Casting energy companies as the moral equivalent of drug dealers is false, hypocritical and counterproductive. Conveniently it lets 300+ million Americans off the hook, as if our demand for abundant, cheap and reliable energy isn’t the main force driving energy companies to explore and drill. This includes green activists, who presumably don’t sail to protests or drop into global climate confabs via solar-powered jetpacks, but rely on planes, trains and automobiles like the rest of us.
The left’s “greedflation” narrative also makes it harder for government to partner with major energy companies, which have begun to make major investments in methane reduction, renewable energy, carbon capture and storage, hydrogen, biomass and geothermal and other clean and efficiency-enhancing technologies.

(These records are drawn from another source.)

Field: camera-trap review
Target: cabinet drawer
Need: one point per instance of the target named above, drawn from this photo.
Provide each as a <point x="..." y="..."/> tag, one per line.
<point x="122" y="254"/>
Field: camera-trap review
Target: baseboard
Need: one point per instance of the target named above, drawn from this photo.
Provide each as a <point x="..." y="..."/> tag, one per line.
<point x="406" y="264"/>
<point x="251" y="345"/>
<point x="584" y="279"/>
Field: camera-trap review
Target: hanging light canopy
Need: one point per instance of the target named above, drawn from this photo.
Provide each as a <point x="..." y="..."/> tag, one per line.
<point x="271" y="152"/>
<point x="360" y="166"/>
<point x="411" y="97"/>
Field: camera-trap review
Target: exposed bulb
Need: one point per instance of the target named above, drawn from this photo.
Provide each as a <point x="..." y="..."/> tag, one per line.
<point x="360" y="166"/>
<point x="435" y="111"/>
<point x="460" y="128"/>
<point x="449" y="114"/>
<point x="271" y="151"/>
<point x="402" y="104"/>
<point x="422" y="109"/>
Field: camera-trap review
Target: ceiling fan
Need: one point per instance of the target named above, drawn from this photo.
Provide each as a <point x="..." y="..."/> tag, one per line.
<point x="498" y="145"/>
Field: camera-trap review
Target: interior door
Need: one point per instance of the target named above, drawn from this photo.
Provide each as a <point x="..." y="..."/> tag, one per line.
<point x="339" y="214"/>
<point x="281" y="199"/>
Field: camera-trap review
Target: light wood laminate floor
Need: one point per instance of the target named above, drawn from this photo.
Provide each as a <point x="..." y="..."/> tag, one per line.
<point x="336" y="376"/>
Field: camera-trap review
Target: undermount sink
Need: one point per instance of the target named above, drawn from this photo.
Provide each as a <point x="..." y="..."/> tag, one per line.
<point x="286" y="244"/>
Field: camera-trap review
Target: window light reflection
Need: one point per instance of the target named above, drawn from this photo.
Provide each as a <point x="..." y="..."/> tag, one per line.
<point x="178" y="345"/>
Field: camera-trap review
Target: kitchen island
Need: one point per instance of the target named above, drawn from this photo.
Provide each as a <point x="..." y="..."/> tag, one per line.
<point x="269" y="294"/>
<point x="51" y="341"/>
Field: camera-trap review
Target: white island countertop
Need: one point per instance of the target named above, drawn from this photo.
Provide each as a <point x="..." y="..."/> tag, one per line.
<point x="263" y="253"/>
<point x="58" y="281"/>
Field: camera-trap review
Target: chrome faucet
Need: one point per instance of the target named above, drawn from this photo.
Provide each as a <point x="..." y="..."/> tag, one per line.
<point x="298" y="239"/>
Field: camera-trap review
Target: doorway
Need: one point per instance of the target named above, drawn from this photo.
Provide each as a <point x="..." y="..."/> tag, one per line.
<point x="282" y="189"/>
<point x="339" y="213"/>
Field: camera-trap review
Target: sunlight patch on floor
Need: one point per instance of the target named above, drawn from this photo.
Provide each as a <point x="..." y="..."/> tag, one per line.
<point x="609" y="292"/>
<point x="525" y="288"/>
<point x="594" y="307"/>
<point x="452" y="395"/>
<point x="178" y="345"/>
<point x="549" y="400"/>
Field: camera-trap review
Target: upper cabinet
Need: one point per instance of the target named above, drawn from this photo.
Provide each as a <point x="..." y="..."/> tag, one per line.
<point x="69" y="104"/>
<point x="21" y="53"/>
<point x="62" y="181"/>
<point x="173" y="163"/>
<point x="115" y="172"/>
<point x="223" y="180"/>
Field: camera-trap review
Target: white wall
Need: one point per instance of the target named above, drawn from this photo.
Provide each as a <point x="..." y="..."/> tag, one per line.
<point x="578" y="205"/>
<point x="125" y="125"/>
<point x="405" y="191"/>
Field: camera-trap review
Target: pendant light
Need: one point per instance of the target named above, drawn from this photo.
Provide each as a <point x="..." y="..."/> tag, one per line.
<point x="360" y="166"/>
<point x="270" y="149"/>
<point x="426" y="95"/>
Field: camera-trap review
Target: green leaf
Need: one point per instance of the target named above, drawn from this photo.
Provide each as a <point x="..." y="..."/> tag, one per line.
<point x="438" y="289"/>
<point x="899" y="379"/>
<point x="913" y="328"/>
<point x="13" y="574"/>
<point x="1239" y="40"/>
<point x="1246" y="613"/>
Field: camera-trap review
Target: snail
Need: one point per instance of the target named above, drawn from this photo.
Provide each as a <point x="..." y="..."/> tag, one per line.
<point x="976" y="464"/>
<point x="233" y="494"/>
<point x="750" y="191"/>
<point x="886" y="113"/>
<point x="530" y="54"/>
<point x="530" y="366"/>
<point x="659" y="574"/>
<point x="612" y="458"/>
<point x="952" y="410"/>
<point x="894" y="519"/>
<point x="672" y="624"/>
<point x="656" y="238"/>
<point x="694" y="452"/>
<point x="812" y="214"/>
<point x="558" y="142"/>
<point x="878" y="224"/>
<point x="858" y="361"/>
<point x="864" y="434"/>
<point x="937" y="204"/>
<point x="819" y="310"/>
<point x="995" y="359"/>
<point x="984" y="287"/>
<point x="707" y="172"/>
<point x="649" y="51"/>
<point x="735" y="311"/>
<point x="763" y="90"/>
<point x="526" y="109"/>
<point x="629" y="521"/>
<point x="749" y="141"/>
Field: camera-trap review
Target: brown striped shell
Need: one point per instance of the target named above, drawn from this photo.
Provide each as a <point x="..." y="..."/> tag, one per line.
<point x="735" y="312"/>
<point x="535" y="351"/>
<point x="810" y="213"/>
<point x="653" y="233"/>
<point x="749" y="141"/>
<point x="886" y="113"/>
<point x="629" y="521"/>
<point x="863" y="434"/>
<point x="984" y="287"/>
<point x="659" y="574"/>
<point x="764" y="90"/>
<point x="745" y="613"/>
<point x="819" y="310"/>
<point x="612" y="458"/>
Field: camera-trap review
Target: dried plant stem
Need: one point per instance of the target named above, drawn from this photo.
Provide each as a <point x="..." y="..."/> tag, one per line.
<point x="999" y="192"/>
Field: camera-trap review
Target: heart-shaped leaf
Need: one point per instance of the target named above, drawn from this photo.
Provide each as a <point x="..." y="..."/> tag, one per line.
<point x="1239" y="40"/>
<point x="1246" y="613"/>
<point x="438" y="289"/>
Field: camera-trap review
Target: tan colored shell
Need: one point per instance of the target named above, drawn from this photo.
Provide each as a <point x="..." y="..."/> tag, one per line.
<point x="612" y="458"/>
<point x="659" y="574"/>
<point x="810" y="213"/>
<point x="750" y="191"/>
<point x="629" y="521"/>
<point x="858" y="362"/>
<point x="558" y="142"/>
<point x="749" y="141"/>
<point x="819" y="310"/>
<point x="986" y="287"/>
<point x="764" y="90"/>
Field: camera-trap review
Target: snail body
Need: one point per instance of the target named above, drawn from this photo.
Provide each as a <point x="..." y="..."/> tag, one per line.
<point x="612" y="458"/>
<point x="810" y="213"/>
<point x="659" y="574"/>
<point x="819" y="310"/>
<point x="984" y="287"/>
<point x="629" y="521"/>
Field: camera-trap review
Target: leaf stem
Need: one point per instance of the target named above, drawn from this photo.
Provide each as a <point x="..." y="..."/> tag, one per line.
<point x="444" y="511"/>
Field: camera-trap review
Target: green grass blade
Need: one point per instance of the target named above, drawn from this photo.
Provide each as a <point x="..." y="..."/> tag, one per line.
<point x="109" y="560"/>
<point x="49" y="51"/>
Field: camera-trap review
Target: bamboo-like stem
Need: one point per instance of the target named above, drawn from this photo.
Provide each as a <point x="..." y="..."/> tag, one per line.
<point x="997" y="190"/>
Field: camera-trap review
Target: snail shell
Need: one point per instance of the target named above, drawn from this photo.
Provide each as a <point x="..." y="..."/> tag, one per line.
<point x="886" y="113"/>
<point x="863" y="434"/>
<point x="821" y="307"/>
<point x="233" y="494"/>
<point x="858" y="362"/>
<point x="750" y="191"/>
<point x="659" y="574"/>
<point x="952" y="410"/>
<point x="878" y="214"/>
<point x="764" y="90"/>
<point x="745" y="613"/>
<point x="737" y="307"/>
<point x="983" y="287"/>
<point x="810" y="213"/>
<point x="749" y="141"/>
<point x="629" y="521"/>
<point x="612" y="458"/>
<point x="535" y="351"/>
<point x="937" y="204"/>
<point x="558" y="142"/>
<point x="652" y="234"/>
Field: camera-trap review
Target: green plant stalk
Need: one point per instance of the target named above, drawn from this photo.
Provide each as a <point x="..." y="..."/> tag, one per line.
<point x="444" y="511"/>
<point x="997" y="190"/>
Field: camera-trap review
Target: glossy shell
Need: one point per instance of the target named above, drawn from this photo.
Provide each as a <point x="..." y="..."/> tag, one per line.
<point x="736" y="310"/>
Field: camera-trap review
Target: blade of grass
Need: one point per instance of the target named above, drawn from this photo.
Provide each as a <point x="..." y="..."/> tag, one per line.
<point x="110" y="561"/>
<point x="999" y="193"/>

Building trust is tough when the companies are whipsawed by contradictory demands from government officials that they shrink their productive capacity while keeping prices down.
To win broad public support for comprehensive climate legislation, and to support U.S. foreign policy, Democrats should embrace a more pragmatic, balanced and honest approach to the clean energy transition. For now, America needs more of everything – fossil fuels, wind, solar and hydro, next generation nuclear power, conservation and robust public and private investments in energy innovation across the board.
And as Biden recognizes, America should export more natural gas to Europe and Asia to help our democratic allies reduce their dependence on coal and kick their addiction to energy from Russia and other authoritarian petrostates.
Instead of frightening the public with prophecies of ecological disaster, our leaders should level with voters – and activists – about the role legacy fuels are bound to play for decades to come, in our country and especially the rest of the world. That will help them set a more realistic and politically sustainable pace for America’s clean energy transition.
Will Marshall is president and founder of the Progressive Policy Institute (PPI).